Apache Hadoop is a general-purpose distributed system which handles large data. It has several components such as HDFS, MapReduce, and YARN. On the other hand, Apache Spark is an open-source tool which uses RAM for processing data. The two have considerable differences. Hadoop is an open-source platform, and hence it is less expensive compared to Apache Spark, which relies on RAM and, hence, increases costs. Hadoop is suitable for batch processing, while Spark is good for interactive analysis. Hadoop can enable data processing in batch mode only, while Spark has the advantage of processing real-time data.
What do you mean by Veracity in Hadoop?
As the name suggests, veracity is related to the accuracy and trustworthiness of the data. Data veracity refers to the various issues with data such as biasedness, the reliability of data sources, noise in the data, accuracy of data, etc. It is one of the most essential characteristics of the Hadoop system. It also involves processing, analysing, and interpreting the data in the desired way to yield meaningful results. However, it may sometimes get difficult to track the data source and quality when multiple datasets are combined. Hence, veracity is one area which still needs improvement.
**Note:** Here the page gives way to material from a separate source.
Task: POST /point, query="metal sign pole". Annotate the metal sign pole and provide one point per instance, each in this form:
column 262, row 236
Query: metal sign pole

What languages are supported by Apache Spark?
Apache Spark is a fast, open-source operating system. It supports 4 languages: Scala, Java, Python, and R. All of these languages have several pros and cons based on which developers choose their preferred language. Writing code in Scala and Python is comparatively easier than writing in Java. Scala processes and analyses data 10 times faster than that of Python and is more maintainable than Python, a statistically-typed language. Due to these reasons, Scala is the most popularly used programming language for Spark. On the other hand, Python is preferred over Scala in machine learning because it has advanced tools for Data Science and Machine Learning. You should choose a language based on your experience and comfort.